Can Your Sex Life in a Long term Relationship Still Be Hot & Satisfying?
When we first enter into a newly fresh relationship, the sex itself tends to be pretty hot and filled with sparks, unless you’ve met a partner who has less sexual experience or is not compatible with you sexually. At work the next day, you’d picture how you and your partner interacted last night in your mind when you’re drafting an important email to your boss. You might not be productive and focused as you wanted to be because you’re craving that kind of intimacy again. This is usually how your sex life in the honeymoon period goes!
However, when thinking about sex life in a long term relationship, it tends to be ‘boring and dull’. Johanna Rief, head of sexual empowerment at world-leading intimate pleasure products company, We-Vibe and Womanizer points out: “It is possible to experience a feeling of boredom in the bedroom. You and your partner are probably doing it in the same sex positions such as missionary, doggy and cowgirl, etc. It’s pretty normal to most modern relationships, but there’s nothing to be ashamed of or to worry about too much”.
One of Johanna favourite tips is to “introduce a sex toy to your sex life”.

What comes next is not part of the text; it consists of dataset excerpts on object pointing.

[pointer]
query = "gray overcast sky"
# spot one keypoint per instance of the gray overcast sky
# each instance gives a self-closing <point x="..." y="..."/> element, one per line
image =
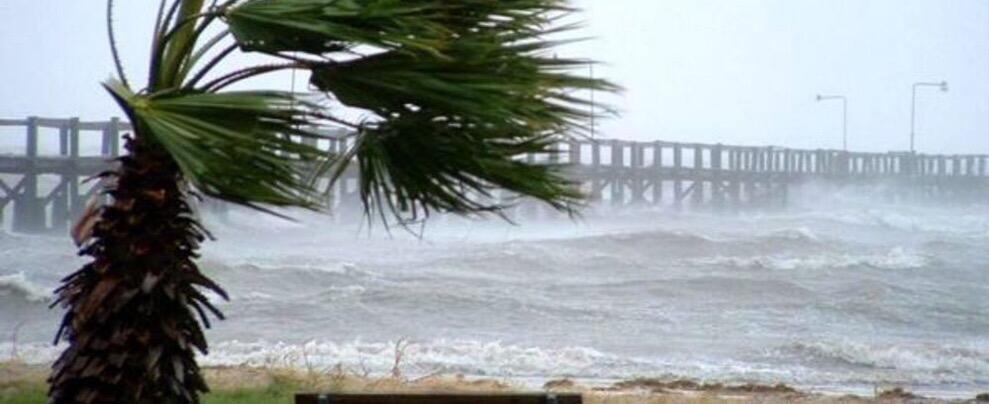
<point x="742" y="71"/>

The tricky part is, can we make a change in our sex life once stepping into a committed stage of the relationship? What’s the next step to bringing hotness back to the bedroom? She says: “Talk to your partner! Communication is key. Talk about how you feel, your wishes and concerns and ask them how they see it. If you both agree and want to spice things up, you are half-way there”. The next question that might pop up into your mind is, would this kind of candid conversation be awkward and uncomfortable? I believe the answer is probably yes. One important thing to remember is, the outcome is much valuable than why or how you bring up the topic.
If you’re lucky enough, your partner may also feel like the sex life has become a routine and there’s no fun in doing it anymore. One of Johanna favourite tips is to “introduce a sex toy to your sex life”. She points out: “The sex toy market is not what it used to be, but offers some high-tech pleasure products, that are designed for couples such as We-Vibe Chorus, which can be worn by the woman during sex and stimulates both partners at the same time”. This is such a great news for many couples that haven’t introduced sex toy into their sex life yet.
Some of the couples might have included sex toys in the early stage of their sex lives, especially women who need to stimulate their clitoris in order to have orgasm. Johanna shared some other ideas to add spice into relationship sex lives would be: “Sexting with your partner during the day – think of a role-play that you both would enjoy, or you can even pretend to meet each other for the first time on a real date”. She also addresses the key to maintaining a hot and satisfying sex life is: “you just need to make this a priority”, which I agree with. I believe too many of us aren’t aware of the importance of good sex during a relationship – it could be fun at all stages of a relationship!